Marks & Spencer said this morning that like-for-like sales fell 1.4% in the 13 weeks to June 27 – not exactly brilliant, but a lot better than everyone was expecting, and a lot better than the 4.2% drop it reported last quarter. It’s a welcome boost for executive chairman Sir Stuart Rose, as he prepares to face down disgruntled shareholders next week. Although M&S has clearly fallen a long way from its heights of two years ago, at least he seems to have stopped the rot…
The City was predicting a drop in the region of 2.5% - so although this was the seventh consecutive fall in M&S quarterly sales, today’s figures do suggest things are finally starting to move in the right direction. General merchandise sales were down 2.4%, a big improvement from last year’s 6.9%; while food sales were down 0.5%, compared to 5% last year – an indication that the discounts introduced by new food boss Mark Dixon (like the ‘Dine in for £10’ offer) are having some effect at bringing customers back into the stores. Rose said today that the result ‘demonstrates that the actions we are taking are working’ and suggested that ‘consumer confidence appears to be stabilising’.
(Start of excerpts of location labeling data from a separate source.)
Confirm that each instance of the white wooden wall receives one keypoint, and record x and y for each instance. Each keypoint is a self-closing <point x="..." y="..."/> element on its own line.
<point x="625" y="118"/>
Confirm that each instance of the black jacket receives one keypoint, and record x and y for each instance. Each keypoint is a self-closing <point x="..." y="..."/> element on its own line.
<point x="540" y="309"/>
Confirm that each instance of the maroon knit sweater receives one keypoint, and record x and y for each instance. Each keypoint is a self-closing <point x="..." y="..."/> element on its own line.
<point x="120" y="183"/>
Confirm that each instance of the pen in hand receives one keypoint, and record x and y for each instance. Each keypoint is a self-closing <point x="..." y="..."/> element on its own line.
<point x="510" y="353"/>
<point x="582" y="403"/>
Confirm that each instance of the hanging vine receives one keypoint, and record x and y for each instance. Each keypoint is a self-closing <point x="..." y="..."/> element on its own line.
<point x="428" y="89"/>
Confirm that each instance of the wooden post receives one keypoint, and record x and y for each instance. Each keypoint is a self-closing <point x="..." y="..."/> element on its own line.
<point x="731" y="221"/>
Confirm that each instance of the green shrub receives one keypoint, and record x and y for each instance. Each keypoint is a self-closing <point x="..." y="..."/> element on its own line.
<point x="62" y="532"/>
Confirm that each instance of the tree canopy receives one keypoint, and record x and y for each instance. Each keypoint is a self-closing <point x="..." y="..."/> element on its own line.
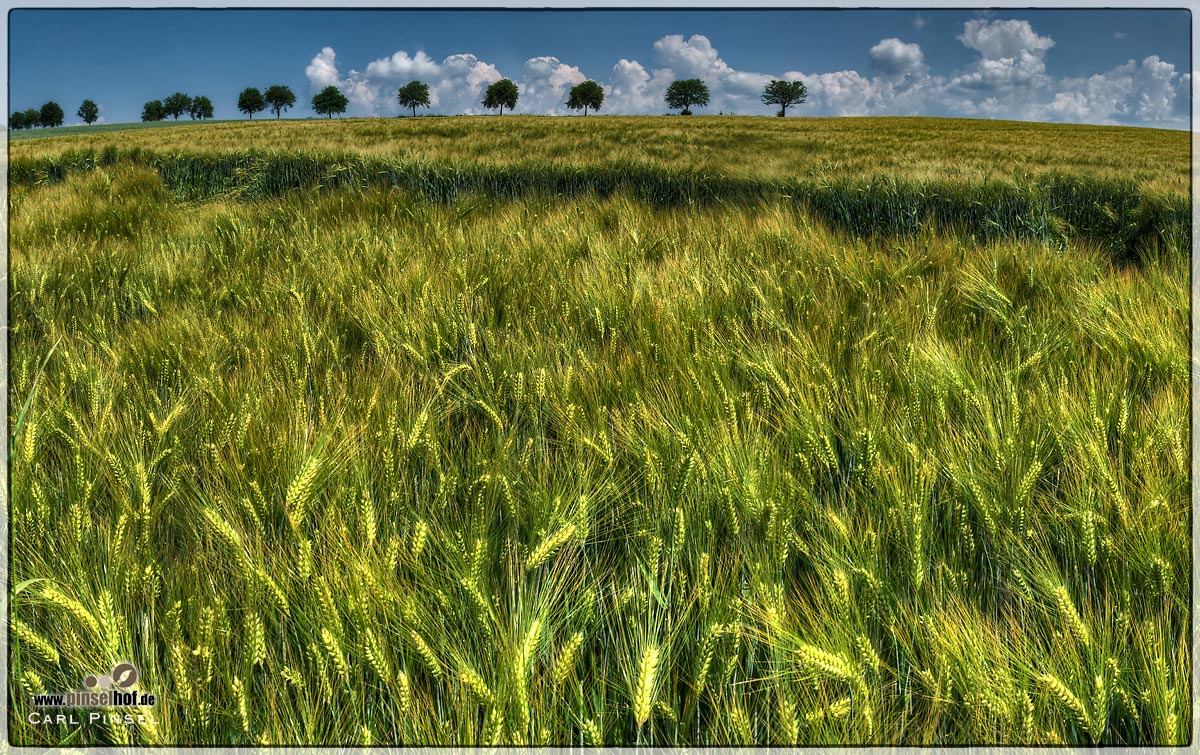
<point x="687" y="93"/>
<point x="329" y="101"/>
<point x="154" y="111"/>
<point x="279" y="99"/>
<point x="177" y="105"/>
<point x="201" y="108"/>
<point x="251" y="101"/>
<point x="586" y="95"/>
<point x="503" y="94"/>
<point x="414" y="95"/>
<point x="51" y="114"/>
<point x="88" y="112"/>
<point x="784" y="94"/>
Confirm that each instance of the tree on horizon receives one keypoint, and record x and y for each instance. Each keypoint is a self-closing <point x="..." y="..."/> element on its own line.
<point x="503" y="94"/>
<point x="329" y="101"/>
<point x="586" y="95"/>
<point x="88" y="112"/>
<point x="413" y="95"/>
<point x="280" y="99"/>
<point x="784" y="94"/>
<point x="251" y="101"/>
<point x="685" y="93"/>
<point x="177" y="105"/>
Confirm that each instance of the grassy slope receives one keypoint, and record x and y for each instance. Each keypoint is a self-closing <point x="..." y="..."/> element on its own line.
<point x="835" y="490"/>
<point x="917" y="148"/>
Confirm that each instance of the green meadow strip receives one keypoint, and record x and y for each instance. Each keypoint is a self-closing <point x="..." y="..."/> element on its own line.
<point x="1053" y="208"/>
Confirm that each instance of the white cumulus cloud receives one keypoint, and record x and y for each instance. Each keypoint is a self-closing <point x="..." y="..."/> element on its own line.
<point x="1008" y="79"/>
<point x="894" y="57"/>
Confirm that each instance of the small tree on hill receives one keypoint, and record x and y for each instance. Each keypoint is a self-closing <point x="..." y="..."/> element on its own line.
<point x="687" y="93"/>
<point x="177" y="105"/>
<point x="279" y="99"/>
<point x="88" y="112"/>
<point x="503" y="94"/>
<point x="154" y="111"/>
<point x="329" y="101"/>
<point x="51" y="114"/>
<point x="586" y="95"/>
<point x="201" y="108"/>
<point x="251" y="101"/>
<point x="784" y="94"/>
<point x="414" y="95"/>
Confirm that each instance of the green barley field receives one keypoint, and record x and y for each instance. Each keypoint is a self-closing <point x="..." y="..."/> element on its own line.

On the other hand, shareholders will be painfully aware that these food sales still look pretty feeble in comparison to other food stores like Morrisons, Asda and Sainsbury’s, all of whom are making out like bandits at the moment. Two years ago, M&S posted profits of over £1bn – this year, analysts think it will lucky to make half that. Sales are still sliding, and discounting will hammer margins. So Sir Stuart is unlikely to get an easy ride at next week’s AGM, particularly since he’s slashed shareholders’ dividend by a third in a bid to preserve cash.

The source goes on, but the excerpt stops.